Sundar Pichai carries the weight of institutional history. Google has been running robotics programs since 2013, contributed foundational transformer architectures, and co-built Open X-Embodiment. When Pichai says "we were too early," that's not humility — it's a precise technical statement about what was missing and when it arrived. Alphabet's $180–190 billion 2026 capex is directed at AI compute and infrastructure broadly — the same stack that powers Gemini Robotics, DeepMind's physical AI work, and Google's robotics partnerships. When the CEO of that company says physical AI is now ready, it lands differently than when a startup says it.

Jim Fan brings the most falsifiable claim of the three. The Great Parallel isn't a metaphor — it's a prediction with evidence attached. EgoScale's R² = 0.998 scaling curve and DreamZero's cross-embodiment transfer numbers are published and reproducible. If the parallel holds, the field's trajectory from here is predictable in the same way language model scaling was predictable after 2020.

Three different kinds of authority — researcher who built it, executive who has been trying for a decade, scientist with a published scaling law — all converging on the same conclusion: **the enabling conditions for general-purpose physical AI are now in place.

What It Means in Practice

The technical details of how VLAs, WFMs, WAMs, and JEPA fit together are in Part 1. But the broader implication of these converging signals is simpler:

The debate about whether general-purpose physical AI will happen is effectively over. The open questions are when, how fast, and who controls the stack when it gets there.

The scaling law is the decisive evidence. Once you have a clean log-linear curve connecting compute to real-robot performance, the rest is engineering and investment. Language models taught us that once you find the scaling law, the field moves faster than almost anyone predicted. There is no reason to expect robotics to be different.

The governance question — Pichai's "responsibly" — is the one that hasn't been answered yet. Physical agents failing in the real world is categorically different from language models hallucinating. The steerable VLA work (see Part 1) is the beginning of an answer: interpretable activation steering, hierarchical command abstraction, runtime behavioral handles. But these are early-stage tools relative to what full-scale deployment will require.

The field has its scaling law. It doesn't yet have its safety framework.
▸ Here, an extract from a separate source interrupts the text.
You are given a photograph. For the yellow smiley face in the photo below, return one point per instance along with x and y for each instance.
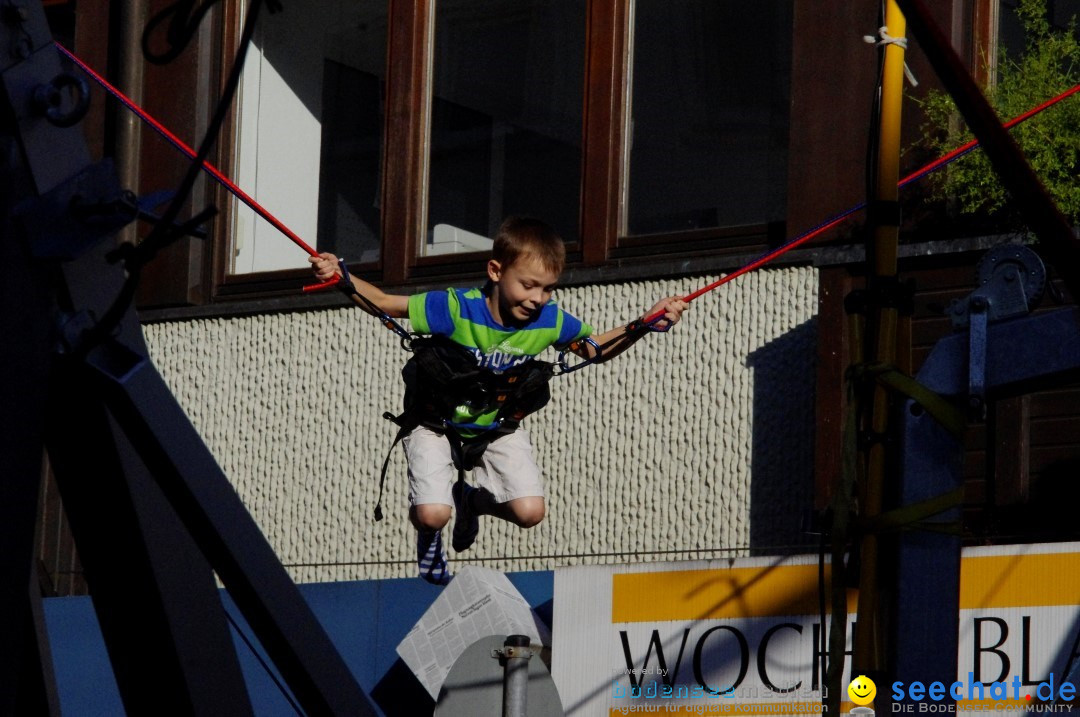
(862, 690)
That gap is the most important thing to work on now.

The One-Line Version

Quan Vuong — who co-built π₀ — says the GPT-1 moment already happened and we're past it. Jim Fan — who has the scaling law — says compute is now the binding constraint, not ideas. Sundar Pichai says the missing ingredient for robotics just arrived. When three people with that much at stake converge on the same framing in the same week, the right response is to pay attention.

We were born just in time.

References

[1] Q. Vuong, "The GPT Moment for Robotics Is Here," Y Combinator Lightcone Podcast, April 2026. [YC Library] · [YouTube] · [Apple Podcasts]
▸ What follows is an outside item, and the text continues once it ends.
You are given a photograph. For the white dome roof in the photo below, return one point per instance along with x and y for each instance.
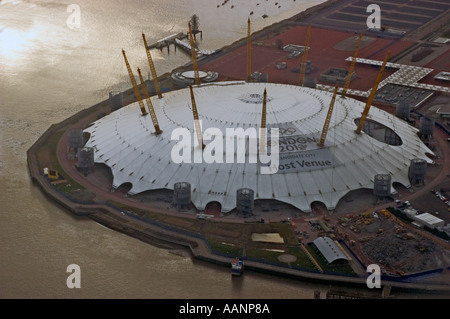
(125, 141)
[2] C. Finn, "Building Robots That Can Do Anything," Y Combinator AI Startup School, San Francisco, June 17, 2025. [YC Podcast]
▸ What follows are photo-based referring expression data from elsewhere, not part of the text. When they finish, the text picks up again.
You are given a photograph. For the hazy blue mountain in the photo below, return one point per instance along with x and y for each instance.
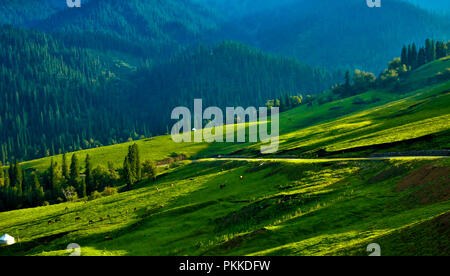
(19, 12)
(338, 33)
(439, 6)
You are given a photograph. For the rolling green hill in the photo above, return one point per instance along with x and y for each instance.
(275, 206)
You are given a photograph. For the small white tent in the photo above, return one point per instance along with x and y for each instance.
(7, 240)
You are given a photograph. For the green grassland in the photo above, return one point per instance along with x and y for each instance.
(329, 206)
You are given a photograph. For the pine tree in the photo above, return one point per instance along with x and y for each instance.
(2, 175)
(127, 173)
(83, 192)
(138, 163)
(38, 191)
(53, 179)
(65, 168)
(89, 181)
(404, 56)
(75, 173)
(414, 56)
(422, 59)
(441, 50)
(430, 51)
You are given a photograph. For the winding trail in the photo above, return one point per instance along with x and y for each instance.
(320, 160)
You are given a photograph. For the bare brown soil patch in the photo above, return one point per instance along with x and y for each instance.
(430, 183)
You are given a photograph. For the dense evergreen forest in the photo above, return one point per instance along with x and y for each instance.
(229, 74)
(113, 70)
(319, 33)
(78, 179)
(57, 98)
(338, 33)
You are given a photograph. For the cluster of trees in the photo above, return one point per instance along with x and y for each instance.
(56, 98)
(413, 57)
(285, 102)
(410, 59)
(69, 182)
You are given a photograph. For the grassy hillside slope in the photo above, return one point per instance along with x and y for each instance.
(284, 207)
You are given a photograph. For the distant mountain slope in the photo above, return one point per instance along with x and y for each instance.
(229, 74)
(159, 27)
(23, 12)
(55, 97)
(338, 33)
(58, 98)
(439, 6)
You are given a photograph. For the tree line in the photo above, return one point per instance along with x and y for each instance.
(73, 180)
(411, 58)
[3] S. Pichai, "Sundar Pichai Reveals What AI Will Do Next," TIME, April 30, 2026. [YouTube] · [TIME]

[4] S. Pichai (with P. Collison and E. Gil), "The History and Future of AI at Google," Cheeky Pint / Stripe, April 7, 2026. [Transcript]

[5] S. Pichai, "Sundar Pichai on US AI Leadership," CBS 60 Minutes, April 12–13, 2026. [cbsnews.com]

[6] L. Fan (J. Fan), "Nvidia's Jim Fan on the End Game for Robotics," Sequoia AI Ascent, April 30, 2026. [YouTube]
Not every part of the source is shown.